La Cour des comptes publie les deux derniers volets de son rapport annuel sur les finances publiques locales en 2020.

par Jean-Marc Pastorle 16 décembre 2020

Dans son premier fascicule, publié en juillet, la Cour des comptes estimait que les collectivités locales abordaient la crise sanitaire en meilleure situation financière que l’État (v. Dalloz actualité, 8 juill. 2020, obs. J.-M. Pastor). Le deuxième fascicule, qui porte sur les impacts immédiats de la crise, conclut à une incidence très inégale selon les catégories de collectivités et les disparités vont s’accroître. Toutes connaîtront une érosion d’épargne mais elle sera plus prononcée pour certaines collectivités du bloc communal, ainsi que pour les départements, en fonction de leur dépendance aux droits de mutation à titre onéreux (DMTO) et de la hausse potentielle de leurs dépenses sociales.
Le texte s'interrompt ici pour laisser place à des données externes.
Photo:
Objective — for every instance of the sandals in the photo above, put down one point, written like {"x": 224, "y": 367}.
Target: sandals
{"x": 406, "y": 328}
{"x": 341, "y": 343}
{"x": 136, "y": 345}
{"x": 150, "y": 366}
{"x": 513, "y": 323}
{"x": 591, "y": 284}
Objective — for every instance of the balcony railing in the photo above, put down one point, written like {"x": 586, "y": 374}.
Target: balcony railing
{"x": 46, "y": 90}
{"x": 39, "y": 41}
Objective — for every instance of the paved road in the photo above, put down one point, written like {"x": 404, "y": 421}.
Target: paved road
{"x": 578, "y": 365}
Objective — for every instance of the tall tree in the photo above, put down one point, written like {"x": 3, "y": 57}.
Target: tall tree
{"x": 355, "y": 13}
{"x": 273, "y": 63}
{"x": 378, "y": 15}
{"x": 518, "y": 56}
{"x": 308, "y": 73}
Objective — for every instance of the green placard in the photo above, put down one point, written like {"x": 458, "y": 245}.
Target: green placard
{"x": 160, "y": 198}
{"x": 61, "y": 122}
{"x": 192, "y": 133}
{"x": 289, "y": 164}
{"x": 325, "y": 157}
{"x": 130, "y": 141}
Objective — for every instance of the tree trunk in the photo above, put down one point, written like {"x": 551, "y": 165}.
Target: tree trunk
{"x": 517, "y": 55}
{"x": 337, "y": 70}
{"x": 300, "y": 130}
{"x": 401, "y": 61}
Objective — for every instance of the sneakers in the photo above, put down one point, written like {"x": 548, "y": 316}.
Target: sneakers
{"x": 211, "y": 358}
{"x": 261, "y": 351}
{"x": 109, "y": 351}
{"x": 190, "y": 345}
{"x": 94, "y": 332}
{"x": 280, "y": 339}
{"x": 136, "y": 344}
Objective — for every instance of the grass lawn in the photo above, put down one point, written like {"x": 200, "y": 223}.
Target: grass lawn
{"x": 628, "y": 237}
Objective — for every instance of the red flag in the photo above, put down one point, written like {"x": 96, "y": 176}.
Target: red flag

Certaines communes, notamment touristiques, sont particulièrement exposées à l’effondrement de recettes particulières comme la taxe de séjour ou celles tirées de la présence d’un casino. Les collectivités assumant des charges de centralité importantes sont confrontées aux pertes de recettes liées à l’arrêt des équipements culturels, sportifs ou de loisir.

Départements fragiles, régions solides

Les fragilités financières des départements devraient également s’accentuer.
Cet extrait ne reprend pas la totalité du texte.